From the Cyrano on the Place Blanche to the Promenade de Vénus on Rue de Viarmes, the collective life of the Surrealist group was spent in a number of cafés. The Surrealists were the first to bring photography inside these places, which had so often been captured from outside by Atget. (This was a time of great advances in photographic film and materials: the Leica, the first 24
X
35 camera, was contemporary with
Nadja.
) With the greatest photographers – and for photos of cafés, this means Brassaï and Kertész, despite the possible objection that they were not formal members of the Surrealist group – there is the enormous and perceptible difference between an anecdotal image and a literary one. A young woman with lowered eyes is reading a newspaper in a café. Behind her through the window is the uniform grey of the empty street. In front of her, occupying the whole of the right half of the photo, is a cylindrical stove in punched metal, and on a small round table with a zinc border an empty cup of coffee. The young woman, wearing a black coat with a fur collar and a cloche hat with her hair escaping below it, is in the narrow space between the enormous stove and the windows on to the terrace – a position in which she seems threatened or at least fragile. This picture by André Kertész, which is like the start of a novel, is dated 1928 and carries the dreamy caption
A Winter Morning at the Café du Dôme
. In the corner of another café, this time on the Place d'Italie, a man and a woman look into each other's eyes, close enough to touch. Above the benches, the two walls that meet in a corner have large mirrors that almost come into contact at the centre of the picture, so that the woman's face is reflected in profile in the right-hand mirror and the man's in the left-hand one. The two mirrors are also reflected in each other. You see the abyss between these two individuals: the woman, mouth open, on the edge of ecstasy, and the man, who has his back to the photographer, but whose calculating look is detectable in the mirror. This is a photo of Brassaï's dated 1932, and titled with a certain cruelty
A Pair of Lovers in a Small Paris Café
.

The Surrealist photographers did indeed photograph love – whether tender as in Kertész's
Self-portrait with Élisabeth in a Montparnasse Café
, an exceptional image of amorous joy, or venal as in Brassaï's brothel scenes, in the tradition of Degas and Lautrec.
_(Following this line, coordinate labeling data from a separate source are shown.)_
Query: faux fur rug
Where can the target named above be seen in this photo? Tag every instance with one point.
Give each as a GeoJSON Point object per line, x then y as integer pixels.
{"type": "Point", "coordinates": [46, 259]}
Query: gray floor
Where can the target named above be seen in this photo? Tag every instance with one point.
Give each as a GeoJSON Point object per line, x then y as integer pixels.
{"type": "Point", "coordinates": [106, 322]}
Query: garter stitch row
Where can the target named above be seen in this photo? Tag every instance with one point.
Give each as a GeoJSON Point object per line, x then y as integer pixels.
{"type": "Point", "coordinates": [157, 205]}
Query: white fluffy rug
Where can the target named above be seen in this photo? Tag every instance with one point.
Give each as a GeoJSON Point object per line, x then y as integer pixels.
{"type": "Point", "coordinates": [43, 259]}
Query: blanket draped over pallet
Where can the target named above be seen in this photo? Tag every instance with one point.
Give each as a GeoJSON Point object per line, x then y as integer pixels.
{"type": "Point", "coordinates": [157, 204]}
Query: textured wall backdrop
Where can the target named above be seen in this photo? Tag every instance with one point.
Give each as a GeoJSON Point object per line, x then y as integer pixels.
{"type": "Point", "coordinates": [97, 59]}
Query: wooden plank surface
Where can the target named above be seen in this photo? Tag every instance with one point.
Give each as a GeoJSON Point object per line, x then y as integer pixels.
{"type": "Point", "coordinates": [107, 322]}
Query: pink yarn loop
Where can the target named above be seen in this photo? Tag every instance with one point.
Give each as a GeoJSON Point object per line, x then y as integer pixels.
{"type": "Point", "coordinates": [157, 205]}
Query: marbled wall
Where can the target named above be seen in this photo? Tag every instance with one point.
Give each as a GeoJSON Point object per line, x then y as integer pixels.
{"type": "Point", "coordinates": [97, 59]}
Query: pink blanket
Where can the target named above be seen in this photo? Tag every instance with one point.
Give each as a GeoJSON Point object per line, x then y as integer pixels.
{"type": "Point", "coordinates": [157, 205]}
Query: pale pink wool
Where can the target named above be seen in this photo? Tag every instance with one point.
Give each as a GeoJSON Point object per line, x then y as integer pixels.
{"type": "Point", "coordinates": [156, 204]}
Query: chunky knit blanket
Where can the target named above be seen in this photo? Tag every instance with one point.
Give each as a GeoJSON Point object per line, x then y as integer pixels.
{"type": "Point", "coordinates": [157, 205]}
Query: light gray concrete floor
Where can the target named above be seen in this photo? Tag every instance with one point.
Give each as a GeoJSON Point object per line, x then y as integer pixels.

They were the first to photograph the night (not
at night
, but night as a subject, as one photographs the sea),
the particular Paris night, the milieu of Surrealist culture, from Max Ernst's
Rvolution by Night
to ‘La Nuit du tournesol' in Breton's
Mad Love
, or the grating double of
Nadja
that is Philippe Soupault's
Last Nights in Paris
. Along with the painters and sculptors, they laid down the markers of a different tropism of movement, that of the object, and singularly of the found object, giving eternal life to such fetish objects as the metal mask (‘a very developed descendant of the helm') that Breton and Giacometti discovered at the flea market and that was photographed by Man Ray for
Mad Love
, or
Nadja
's bronze glove. And they extended the idea of the found object to fragments of Paris streets: Brassaï's graffiti, the details of gutters, railings around trees, paving stones and the torn posters photographed by Wols – twenty years before Hains and Villeglé tore these off walls to make them into ‘paintings'.
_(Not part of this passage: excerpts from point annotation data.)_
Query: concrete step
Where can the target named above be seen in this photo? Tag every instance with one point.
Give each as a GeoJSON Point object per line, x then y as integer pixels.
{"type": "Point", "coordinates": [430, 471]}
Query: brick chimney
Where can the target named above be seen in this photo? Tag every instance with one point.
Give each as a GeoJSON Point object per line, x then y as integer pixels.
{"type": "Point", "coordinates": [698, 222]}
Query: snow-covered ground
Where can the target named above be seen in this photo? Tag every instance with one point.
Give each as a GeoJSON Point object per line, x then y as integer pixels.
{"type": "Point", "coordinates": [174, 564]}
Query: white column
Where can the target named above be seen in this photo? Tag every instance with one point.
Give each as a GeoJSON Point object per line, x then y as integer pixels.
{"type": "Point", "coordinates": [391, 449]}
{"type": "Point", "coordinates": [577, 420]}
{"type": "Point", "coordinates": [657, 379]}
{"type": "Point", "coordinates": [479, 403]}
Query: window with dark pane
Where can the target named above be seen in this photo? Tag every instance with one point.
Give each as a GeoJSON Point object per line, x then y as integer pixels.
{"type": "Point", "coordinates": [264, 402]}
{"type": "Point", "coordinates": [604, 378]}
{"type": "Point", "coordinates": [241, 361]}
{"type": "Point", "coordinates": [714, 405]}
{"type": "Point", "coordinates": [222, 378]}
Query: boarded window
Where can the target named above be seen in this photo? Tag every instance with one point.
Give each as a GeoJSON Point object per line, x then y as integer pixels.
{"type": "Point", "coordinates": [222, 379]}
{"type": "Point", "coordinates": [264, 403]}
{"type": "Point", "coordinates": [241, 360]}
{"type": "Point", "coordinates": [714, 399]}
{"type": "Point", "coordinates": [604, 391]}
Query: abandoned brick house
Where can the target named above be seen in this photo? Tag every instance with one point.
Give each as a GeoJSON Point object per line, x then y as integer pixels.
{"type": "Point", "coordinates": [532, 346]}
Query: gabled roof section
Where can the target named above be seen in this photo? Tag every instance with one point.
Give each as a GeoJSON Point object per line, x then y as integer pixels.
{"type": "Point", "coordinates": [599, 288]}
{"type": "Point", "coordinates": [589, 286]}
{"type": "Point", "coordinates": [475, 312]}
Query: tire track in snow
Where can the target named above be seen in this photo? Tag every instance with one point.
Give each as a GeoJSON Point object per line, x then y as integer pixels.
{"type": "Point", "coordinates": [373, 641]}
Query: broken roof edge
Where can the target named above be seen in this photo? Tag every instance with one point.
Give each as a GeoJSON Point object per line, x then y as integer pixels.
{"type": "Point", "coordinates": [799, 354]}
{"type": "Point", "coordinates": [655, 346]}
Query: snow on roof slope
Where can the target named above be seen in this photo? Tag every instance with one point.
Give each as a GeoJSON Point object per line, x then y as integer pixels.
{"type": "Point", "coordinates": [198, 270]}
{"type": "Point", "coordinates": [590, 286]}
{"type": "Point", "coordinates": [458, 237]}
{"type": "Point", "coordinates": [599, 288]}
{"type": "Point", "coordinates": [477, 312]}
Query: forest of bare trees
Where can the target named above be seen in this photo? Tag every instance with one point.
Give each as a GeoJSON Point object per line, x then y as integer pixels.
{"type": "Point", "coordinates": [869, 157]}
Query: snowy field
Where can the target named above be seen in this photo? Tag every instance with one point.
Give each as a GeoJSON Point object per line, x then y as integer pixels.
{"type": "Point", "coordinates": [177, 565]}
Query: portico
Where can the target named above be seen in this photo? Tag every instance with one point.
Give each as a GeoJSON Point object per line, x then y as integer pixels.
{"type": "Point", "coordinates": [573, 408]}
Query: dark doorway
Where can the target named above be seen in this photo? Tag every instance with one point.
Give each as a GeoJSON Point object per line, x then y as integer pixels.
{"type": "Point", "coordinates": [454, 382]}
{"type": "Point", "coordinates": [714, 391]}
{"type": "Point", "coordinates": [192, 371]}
In the 1960s, the old connection between Paris and photography began to unravel. Among the explanations for this would be the global asphyxiation of black-and-white photography, the end of a generation of photographers formed at the time of the Popular Front, the Spanish war and the great films of Jean Renoir. And above all the unsteadiness of Paris under the brutal blows dealt it in the era of de Gaulle and Pompidou – what use would there be in showing its gaping wounds, its ulcers, its formless bumps? At the close of this era, May 1968 gave rise to the last famous photos of Paris, those of Gilles Caron, Dityvon, and a newcomer, Raymond Depardon, who would go on to invent a new genre of documentary on the city, the last example of which, with the simple title
Paris
, can be seen as a homage to the Gare Saint-Lazare.